The first social media website was introduced by GeoCities in 1994. It enabled users to create their own homepages without having a sophisticated knowledge of HTML coding. The first social networking site, SixDegrees.com, was introduced in 1997. Since then, many other social media sites have been introduced, each providing service to millions of people. These individuals form a virtual world in which individuals, entities and interactions coexist. Social norms and human behavior govern this virtual world. By understanding these social norms and models of human behavior and combining them with the observations and measurements of this virtual world, one can systematically analyze and mine social media. Social media mining is the process of representing, analyzing, and extracting meaningful patterns from data in social media, resulting from social interactions. It is an interdisciplinary field encompassing techniques from computer science, data mining, machine learning, social network analysis, network science, sociology, ethnography, statistics, optimization, and mathematics. Social media mining faces grand challenges such as the big data paradox, obtaining sufficient samples, the noise removal fallacy, and evaluation dilemma.
Social media mining represents the virtual world of social media in a computable way, measures it, and designs models that can help us understand its interactions.

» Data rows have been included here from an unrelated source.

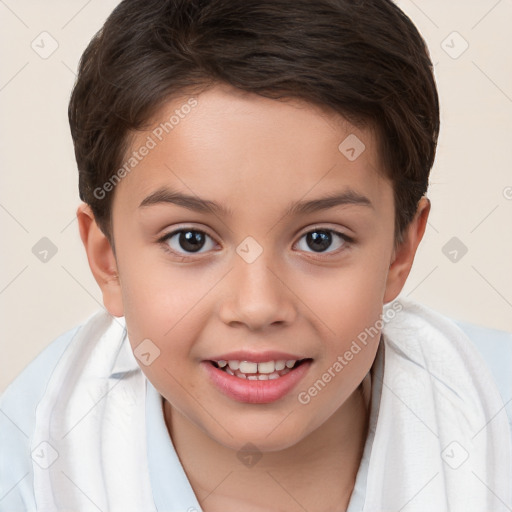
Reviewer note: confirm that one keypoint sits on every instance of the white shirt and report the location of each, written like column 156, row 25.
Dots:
column 171, row 489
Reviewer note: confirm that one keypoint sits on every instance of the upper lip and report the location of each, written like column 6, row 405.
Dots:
column 257, row 357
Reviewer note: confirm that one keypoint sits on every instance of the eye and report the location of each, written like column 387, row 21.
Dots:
column 318, row 240
column 189, row 240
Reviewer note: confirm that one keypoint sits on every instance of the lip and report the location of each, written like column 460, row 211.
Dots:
column 257, row 357
column 256, row 391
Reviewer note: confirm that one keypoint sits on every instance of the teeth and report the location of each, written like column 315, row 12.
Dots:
column 267, row 370
column 267, row 367
column 247, row 367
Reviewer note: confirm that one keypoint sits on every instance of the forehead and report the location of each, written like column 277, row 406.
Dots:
column 243, row 149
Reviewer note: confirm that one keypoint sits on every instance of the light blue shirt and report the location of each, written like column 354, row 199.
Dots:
column 171, row 488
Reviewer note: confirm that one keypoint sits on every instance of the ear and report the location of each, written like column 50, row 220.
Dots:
column 101, row 259
column 403, row 255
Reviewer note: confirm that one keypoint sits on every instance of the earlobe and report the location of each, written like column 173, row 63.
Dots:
column 403, row 256
column 101, row 259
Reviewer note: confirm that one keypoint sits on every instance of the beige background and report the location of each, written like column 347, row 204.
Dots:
column 471, row 183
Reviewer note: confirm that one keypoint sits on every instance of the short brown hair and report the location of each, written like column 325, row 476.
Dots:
column 363, row 59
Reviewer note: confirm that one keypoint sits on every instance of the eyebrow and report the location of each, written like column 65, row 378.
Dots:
column 167, row 196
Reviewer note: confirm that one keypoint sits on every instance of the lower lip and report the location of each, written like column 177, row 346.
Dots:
column 255, row 391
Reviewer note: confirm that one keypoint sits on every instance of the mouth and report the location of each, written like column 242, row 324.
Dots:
column 256, row 383
column 266, row 370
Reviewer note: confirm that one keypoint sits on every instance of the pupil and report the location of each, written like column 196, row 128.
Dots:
column 320, row 240
column 191, row 241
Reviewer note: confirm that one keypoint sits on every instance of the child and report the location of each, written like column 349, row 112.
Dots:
column 254, row 176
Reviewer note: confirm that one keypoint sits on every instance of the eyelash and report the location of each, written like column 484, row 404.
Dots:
column 347, row 242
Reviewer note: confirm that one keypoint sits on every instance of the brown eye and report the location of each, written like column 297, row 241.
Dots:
column 319, row 240
column 186, row 240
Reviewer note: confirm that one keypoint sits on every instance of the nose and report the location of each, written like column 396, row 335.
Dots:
column 257, row 295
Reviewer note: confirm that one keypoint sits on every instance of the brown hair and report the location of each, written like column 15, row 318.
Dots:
column 363, row 59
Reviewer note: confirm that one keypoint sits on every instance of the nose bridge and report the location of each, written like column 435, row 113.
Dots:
column 257, row 297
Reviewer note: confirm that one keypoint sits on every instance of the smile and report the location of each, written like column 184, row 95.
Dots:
column 256, row 383
column 266, row 370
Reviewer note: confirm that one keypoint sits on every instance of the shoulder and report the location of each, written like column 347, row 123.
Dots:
column 18, row 405
column 495, row 348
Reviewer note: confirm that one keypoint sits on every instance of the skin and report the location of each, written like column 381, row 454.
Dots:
column 256, row 156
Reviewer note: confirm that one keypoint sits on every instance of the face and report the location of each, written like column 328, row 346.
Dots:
column 255, row 259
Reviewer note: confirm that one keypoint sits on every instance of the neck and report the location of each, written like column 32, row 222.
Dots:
column 327, row 460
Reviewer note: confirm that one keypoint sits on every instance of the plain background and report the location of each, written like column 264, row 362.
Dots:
column 470, row 186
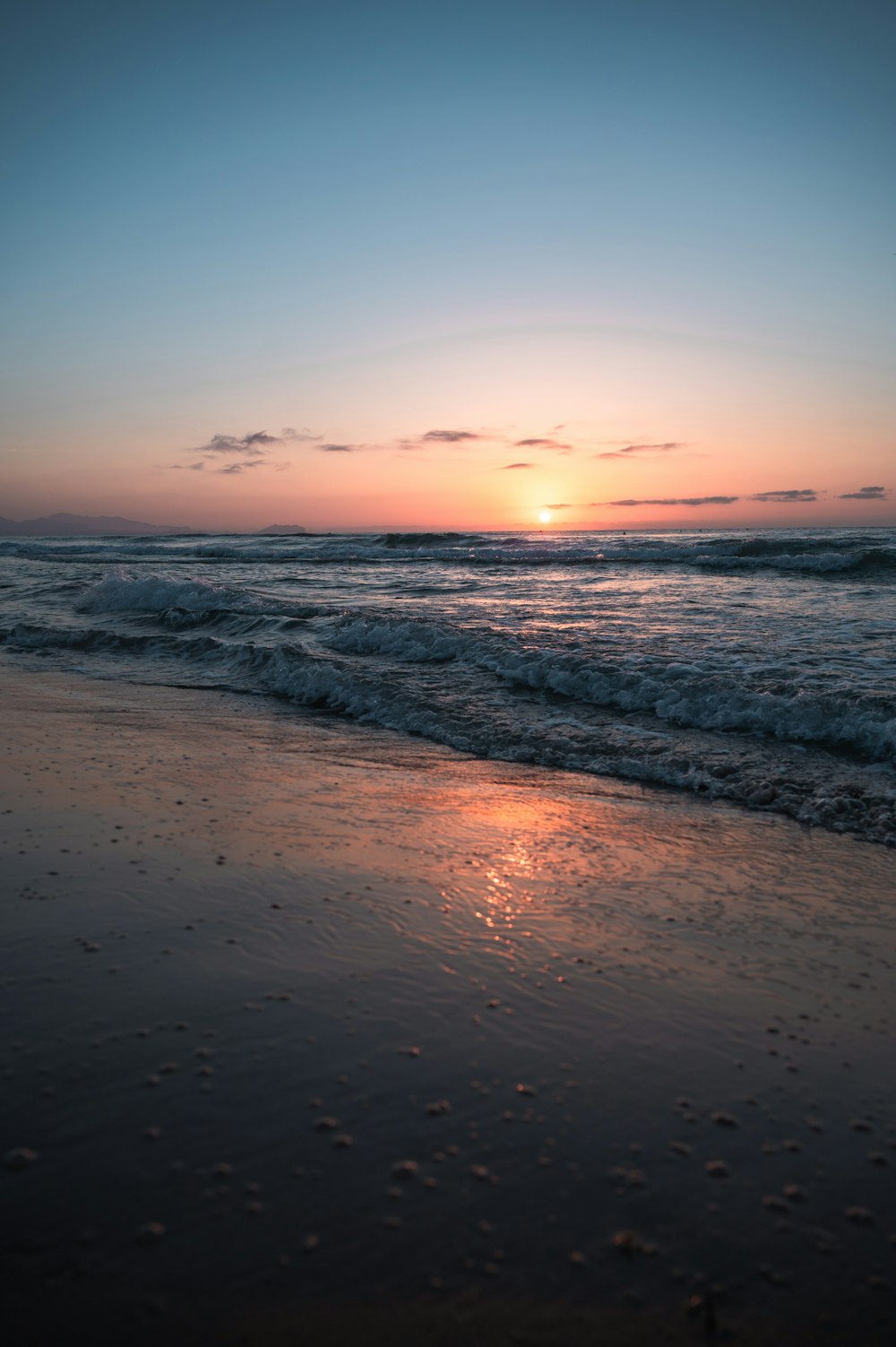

In addition, social media mining provides necessary tools to mine this world for interesting patterns, analyze information diffusion, study influence and homophily, provide effective recommendations, and analyze novel social behavior in social media.

Uses

Social media mining is used across several industries including business development, social science research, health services, and educational purposes. Once the data received goes through social media analytics, it can then be applied to these various fields. Often, companies use the patterns of connectivity that pervade social networks, such as assortativity—the social similarity between users that are induced by influence, homophily, and reciprocity and transitivity. These forces are then measured via statistical analysis of the nodes and connections between these nodes. Social analytics also uses sentiment analysis, because social media users often relay positive or negative sentiment in their posts. This provides important social information about users' emotions on specific topics.
These three patterns have several uses beyond pure analysis. For example, influence can be used to determine the most influential user in a particular network. Companies would be interested in this information in order to decide who they may hire for influencer marketing. These influencers are determined by recognition, activity generation, and novelty—three requirements that can be measured through the data mined from these sites. Analysts also value measures of homophily: the tendency of two similar individuals to become friends. Users have begun to rely on information of other users' opinions in order to understand diverse subject matter. These analyses can also help create recommendations for individuals in a tailored capacity. By measuring influence and homophily, online and offline companies are able to suggest specific products for individuals consumers, and groups of consumers. Social media networks can use this information themselves to suggest to their users possible friends to add, pages to follow, and accounts to interact with.

Research

Research areas

Social media mining research articles are published in computer science, social science, and data mining conferences and journals:

Conferences

Conference papers can be found in proceedings of Knowledge
Discovery and Data Mining, World Wide Web, Association
for Computational Linguistics, Conference on Information
and Knowledge Management, International Conference on Data
Mining, Internet Measuring Conference.
Social media mining is also present on many data management/database conferences such as the ICDE Conference, SIGMOD Conference and International Conference on Very Large Data Bases.